How to Take a Break That Will Completely Reset You, According to an Expert
Life can be stressful. We’re often going from one deadline to the next, pushing through without taking a break.
But that constant grind can actually be bad for your mental health and your productivity. That’s why it’s so important to unwind, take a total mental vacation from work, and allow yourself to recharge, Dr. David Ballard, a psychologist and the director of the American Psychological Association’s Office of Applied Psychology, told Travel + Leisure.
“Work is such a big part of our identities that anything that butts up against that or challenges it can create problems. We know our satisfaction with our work life can have an effect on our overall life satisfaction,” said Ballard, before adding, “The research suggests you make up in productivity more than the time you take in taking a break or recharging.”
It doesn’t have to be a whirlwind vacation to the historical cities of Europe or an adventure down the Mekong River in Asia, but it does need to include time when you’re not thinking about your job. In fact, Ballard said that those nonstop vacations — when you try to pack in as much as possible — can sometimes leave you more exhausted than you felt before you took the trip.
Rather, Ballard said people should plan “stress recovery experiences” in order to “get back to your normal level of functioning, to get back to your baseline.”
So the next time you’re thinking about taking a much-needed timeout from work, use Ballard’s six tips to take a break that will completely reset you.
Actually take time off
While Ballard said this one seems like a “no brainer,” it needs to be explicitly said. And once you’ve decided to take time off, it’s just as important to establish boundaries for technology and ground rules that you can actually stick with.

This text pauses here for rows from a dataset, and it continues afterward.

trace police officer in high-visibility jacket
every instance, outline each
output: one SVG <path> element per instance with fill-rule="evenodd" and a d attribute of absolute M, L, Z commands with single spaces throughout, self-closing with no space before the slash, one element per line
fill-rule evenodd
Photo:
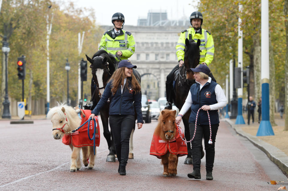
<path fill-rule="evenodd" d="M 135 51 L 135 41 L 131 33 L 122 30 L 125 22 L 124 15 L 116 13 L 112 16 L 114 28 L 105 32 L 99 46 L 99 50 L 104 50 L 115 55 L 116 59 L 127 59 Z"/>
<path fill-rule="evenodd" d="M 190 21 L 192 25 L 191 28 L 183 30 L 176 45 L 176 54 L 178 58 L 179 65 L 176 66 L 167 76 L 166 82 L 166 98 L 167 103 L 165 108 L 171 109 L 172 103 L 173 102 L 173 73 L 176 69 L 184 64 L 184 49 L 185 48 L 185 40 L 188 38 L 192 39 L 196 42 L 198 39 L 201 41 L 199 48 L 200 53 L 200 63 L 208 65 L 213 60 L 214 56 L 214 42 L 211 33 L 202 28 L 203 23 L 203 16 L 199 11 L 192 13 L 190 16 Z M 209 75 L 212 80 L 216 82 L 212 74 Z"/>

“Not only do you need time off when you’re not working, you also need time off when you’re not thinking about work,” he said. “Turn off pop-up notifications and alerts on your mobile devices so your brain isn’t getting sucked back into it.”
Plan a relaxing activity
Ballard said it’s important to plan an activity during your vacation that you know will relax you, like meditation or yoga, taking a walk, or reading a good book.
“And that's different for everyone,” he said. “When you plan [a] vacation, it’s a packed agenda. You come back from trips and feel like you need a vacation from your vacation. It’s important to plan some down time or relaxing activities even if you’ve got a really packed schedule for a vacation.”
Make time for a stimulating non-work related activity
While it’s important to relax, it’s equally as important to engage in an activity that is interesting or challenging to you — and is not work related — Ballard said.
“For stress recovery experiences, it’s actually helpful to be engaged in something else that you find engaging or stimulating,” he said. “If you’re planning a beach vacation and will spend time laying on the beach, find some other activities even [if] it’s just an hour a day … often it’s hobbies or things that have fallen by the wayside.”
Get good quality sleep
While the actual amount of sleep you need can vary from person to person, Ballard said quality uninterrupted sleep is one of the most important things you can do to reset. “That’s one we all know we should do, but were not great at it,” he said.
Think about your re-entry strategy
A great, rejuvenating vacation won’t do anything for your mental health in the long run if you throw it all away the day you get back, Ballard said. Instead, he said to make a plan for when you get back to work — like building in time to comb through emails so that you’re not overwhelmed.
“We want to be able to hang on to those gains as long as we can when we get back,” he said. “Finding a way to make those benefits last as long as possible is important. So what if it’s a perfect vacation if you blow it all away when you get back?”
Seek out extra support if you need it
If you are feeling super stressed out, it may be helpful to seek out the support of an expert to help maximize the benefits of actually taking a break, Ballard said.
“You might problem solve or strategize with them in advance of taking time off to make sure you get the optimal recovery experience,” he said.